4.1 Translation of conventional immunoassays to rapid antigen tests

Conventional tests for NTDs will not be relegated completely from the disease investigation agendas, given that it is nearly impossible to develop an ideal diagnostic for each of the NTDs. Indeed, new diagnostic technologies shall only complement the existing classical assays. The current focus, therefore, should majorly aim at addressing the key limitations of the conventional tests. As such, contemporary rapid antigen detecting technologies should mainly address pitfalls bedeviling classical tests including costs, speed, portability, sensitivity, specificity, and ease of result interpretation. In recent years, conventional immunoassays have been modified to alter and/or reduce the numbers of steps, reagents, and equipment. This reduction has ultimately reduced costs, time, and risk of error often associated with multiple steps, and use of multiple reagents and equipment. Where multiple steps are involved, there are high chances of the target analyte leaching out at every step of the assays, consequently reducing the sensitivity. Non-standardized steps may also lead to high background readings, especially in ELISA when washing steps are performed sub-optimally due to time constraint. Hence, current designs of rapid Ag test are meant to minimize the factors affecting classical Ag detection test formats. Indeed, new rapid Ag tests do not require sample processing steps, use low sample volumes and some are even based on non-invasively sample collection, like saliva usage. There are also efforts being undertaken to introduce methodological modification that improve the sensitivity of RDTs. One example of this is the improvement of sensitivity of rapid Ag tests, by combining monoclonal Ag capturing antibodies with and detecting Nb reagents. Here, access and development of high affinity Nbs to a specific target antigen is important. Hence, utmost care should be exercised when screening Nb libraries, to ensure that only potent Nb molecule are selected. The most crucial activity at screening stage is to validate selected Nb molecules for interaction with their target (s) including binding affinity [131]; and, to ensure that there is no cross-reactivity with non-target antigens [4]. Authoritative protocols on Nb generation can be found elsewhere [132].

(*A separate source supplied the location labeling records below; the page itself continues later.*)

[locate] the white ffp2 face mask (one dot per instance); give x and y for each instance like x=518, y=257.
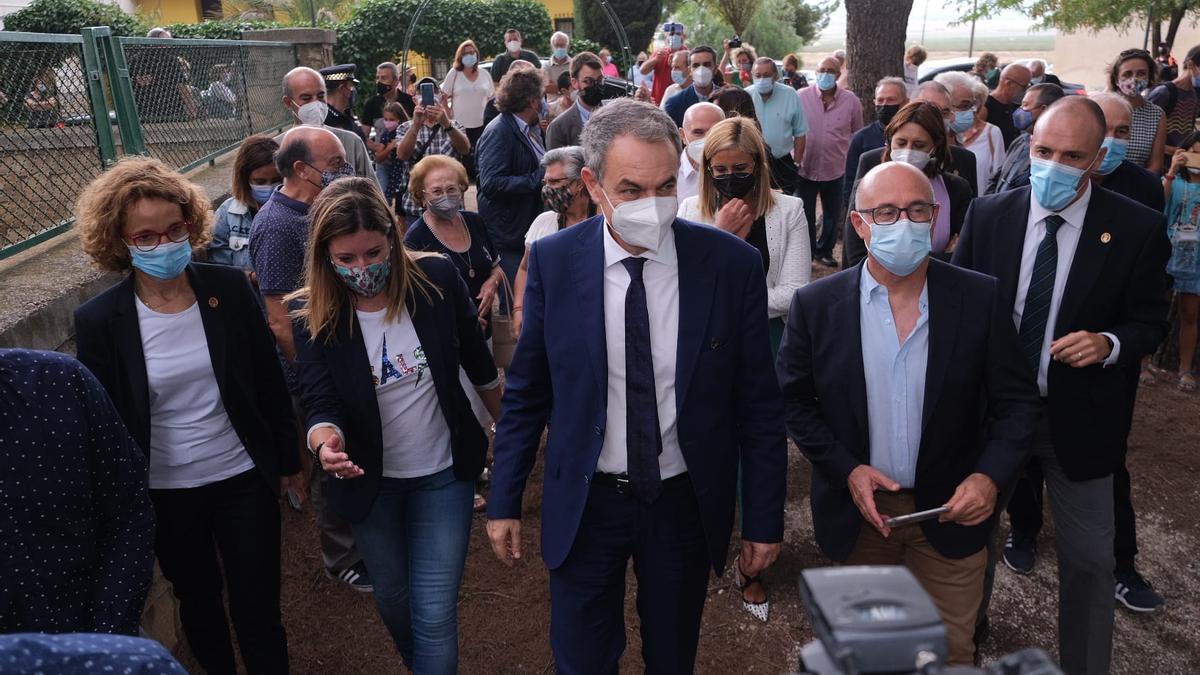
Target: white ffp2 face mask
x=643, y=222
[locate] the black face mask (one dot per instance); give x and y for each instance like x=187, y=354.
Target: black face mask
x=735, y=185
x=885, y=113
x=592, y=95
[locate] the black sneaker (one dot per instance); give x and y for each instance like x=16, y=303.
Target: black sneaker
x=1020, y=553
x=354, y=577
x=1137, y=593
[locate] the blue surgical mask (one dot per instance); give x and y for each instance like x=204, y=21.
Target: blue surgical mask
x=166, y=261
x=901, y=246
x=263, y=192
x=1054, y=184
x=963, y=120
x=1023, y=119
x=1115, y=155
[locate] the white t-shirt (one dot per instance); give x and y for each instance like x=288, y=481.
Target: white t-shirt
x=192, y=441
x=545, y=225
x=415, y=435
x=467, y=97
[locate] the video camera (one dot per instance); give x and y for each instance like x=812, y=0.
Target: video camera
x=874, y=620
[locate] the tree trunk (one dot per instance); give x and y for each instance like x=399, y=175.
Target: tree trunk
x=875, y=35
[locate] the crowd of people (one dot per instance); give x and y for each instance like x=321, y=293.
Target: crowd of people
x=333, y=332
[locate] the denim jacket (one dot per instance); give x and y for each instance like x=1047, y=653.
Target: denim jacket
x=231, y=234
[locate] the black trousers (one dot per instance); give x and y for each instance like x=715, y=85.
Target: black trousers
x=237, y=519
x=666, y=542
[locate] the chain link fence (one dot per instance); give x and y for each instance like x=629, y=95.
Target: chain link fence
x=48, y=141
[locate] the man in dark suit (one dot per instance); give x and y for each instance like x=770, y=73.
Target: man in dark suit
x=645, y=345
x=586, y=79
x=509, y=160
x=1084, y=278
x=904, y=387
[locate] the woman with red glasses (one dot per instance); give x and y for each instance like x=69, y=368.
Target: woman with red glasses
x=186, y=357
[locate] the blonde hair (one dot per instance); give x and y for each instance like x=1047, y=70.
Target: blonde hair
x=346, y=207
x=427, y=165
x=103, y=204
x=736, y=133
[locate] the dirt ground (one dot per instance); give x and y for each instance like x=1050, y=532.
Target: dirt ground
x=504, y=614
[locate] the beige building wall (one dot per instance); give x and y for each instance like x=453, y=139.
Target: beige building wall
x=1085, y=57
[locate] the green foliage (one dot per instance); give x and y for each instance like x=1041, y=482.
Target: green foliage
x=219, y=29
x=641, y=19
x=71, y=17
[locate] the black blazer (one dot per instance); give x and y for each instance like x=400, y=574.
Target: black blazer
x=1116, y=285
x=336, y=386
x=244, y=360
x=981, y=402
x=853, y=250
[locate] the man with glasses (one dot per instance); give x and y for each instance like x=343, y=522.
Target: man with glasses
x=1014, y=81
x=870, y=356
x=586, y=79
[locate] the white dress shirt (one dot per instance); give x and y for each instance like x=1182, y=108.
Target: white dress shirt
x=661, y=279
x=1068, y=240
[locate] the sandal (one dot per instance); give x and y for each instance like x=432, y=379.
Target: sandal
x=759, y=610
x=1187, y=381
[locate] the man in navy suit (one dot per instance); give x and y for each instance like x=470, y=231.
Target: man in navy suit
x=1081, y=270
x=645, y=345
x=904, y=387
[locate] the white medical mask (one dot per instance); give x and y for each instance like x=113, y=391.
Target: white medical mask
x=916, y=157
x=643, y=222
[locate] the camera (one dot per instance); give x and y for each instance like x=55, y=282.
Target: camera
x=877, y=619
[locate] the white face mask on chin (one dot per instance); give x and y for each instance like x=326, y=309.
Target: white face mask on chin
x=643, y=222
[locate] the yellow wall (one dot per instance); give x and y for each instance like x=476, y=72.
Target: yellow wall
x=171, y=11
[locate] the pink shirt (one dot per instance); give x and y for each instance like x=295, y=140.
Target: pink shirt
x=829, y=132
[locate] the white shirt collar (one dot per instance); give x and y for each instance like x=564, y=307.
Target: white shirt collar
x=613, y=254
x=1072, y=215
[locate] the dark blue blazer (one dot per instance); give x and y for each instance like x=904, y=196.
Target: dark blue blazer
x=336, y=386
x=979, y=410
x=509, y=181
x=244, y=362
x=730, y=411
x=1116, y=285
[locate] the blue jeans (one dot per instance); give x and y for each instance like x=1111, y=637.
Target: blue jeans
x=414, y=542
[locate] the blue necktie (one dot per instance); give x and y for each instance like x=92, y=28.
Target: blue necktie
x=1037, y=299
x=643, y=442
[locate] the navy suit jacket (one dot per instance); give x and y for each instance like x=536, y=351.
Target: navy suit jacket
x=730, y=411
x=509, y=181
x=244, y=362
x=979, y=410
x=1116, y=285
x=336, y=384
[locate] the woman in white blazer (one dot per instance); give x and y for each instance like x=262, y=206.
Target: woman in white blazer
x=736, y=196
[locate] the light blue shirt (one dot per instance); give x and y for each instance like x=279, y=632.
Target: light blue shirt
x=781, y=118
x=895, y=381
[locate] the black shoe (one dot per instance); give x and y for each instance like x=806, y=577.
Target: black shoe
x=1020, y=553
x=1137, y=593
x=354, y=577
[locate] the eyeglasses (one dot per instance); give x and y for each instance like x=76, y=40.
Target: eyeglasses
x=921, y=211
x=438, y=192
x=150, y=240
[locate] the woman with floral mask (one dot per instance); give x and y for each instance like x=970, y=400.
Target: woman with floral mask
x=1132, y=76
x=255, y=178
x=381, y=335
x=569, y=203
x=186, y=357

4.2 Re-designing rapid antigen diagnostic test to enhance capability using nanobodies, nanomaterials, and other technologies

Since 2003, RDTs for use in the POC had to follow the WHO-designated ASSURED criteria. However, in 2019 this term was modified to REASSURED [117]. To meet the new criteria, many improvements were introduced. Collectively, we have biosensors LFIAs, which are devices that detect the presence of an analyte present in a sample by means of a biological capture sensor (e.g., an Ab or Ag), a signal transducer (e.g., a chemically labeled-Ab), and a signal detector (e.g., absorbance or fluorescence detector) [133]. When improving, for example, the current LFIAs available for the detection of NTDs, further optimization and enhancement can be made to each of the different parts constituting the biosensor. In the following sections, some of the improvements that are undergoing investigation for future enhancement of the RDTs are discussed.

4.2.1 Nanobodies

Conventional Gamma (γ) immunoglobulin (IgG), have two heavy (H) and two light (L) chain polypeptides, inter-linked by inter-chain disulfide bonds [134]. Each of these chains consists of a constant domain (CH1, CH2, and CH3 for the heavy chain; and CL for the light chain), and a variable domain (VH for the heavy chain, and VL for the light chain) [135]. Generally, proteolytic cleavage of immunoglobulins (Igs) by papain and pepsin yields three and two distinct functional fragments, respectively. Products originating from digestion of Igs by papain are two fragment antigen binding (Fab) regions, which contain both complete L chains and the CH1 and VH of the H chains; and single fragment crystallizable (Fc). On the other hand, pepsin digestion of Igs products is one F(ab’)2 and may small pieces of the Fc fragment, the largest designated pFc’ fragment. The Fab fragments are responsible for the binding to the target Ags by their three hyper-variable regions (CDRs), located in the VH and VL domains [136]. The Fc region (whose name refers to its easy crystallization properties), which contains paired CH2 and CH3 domains of the heavy chains is responsible for the interaction with effector molecules and cells [137].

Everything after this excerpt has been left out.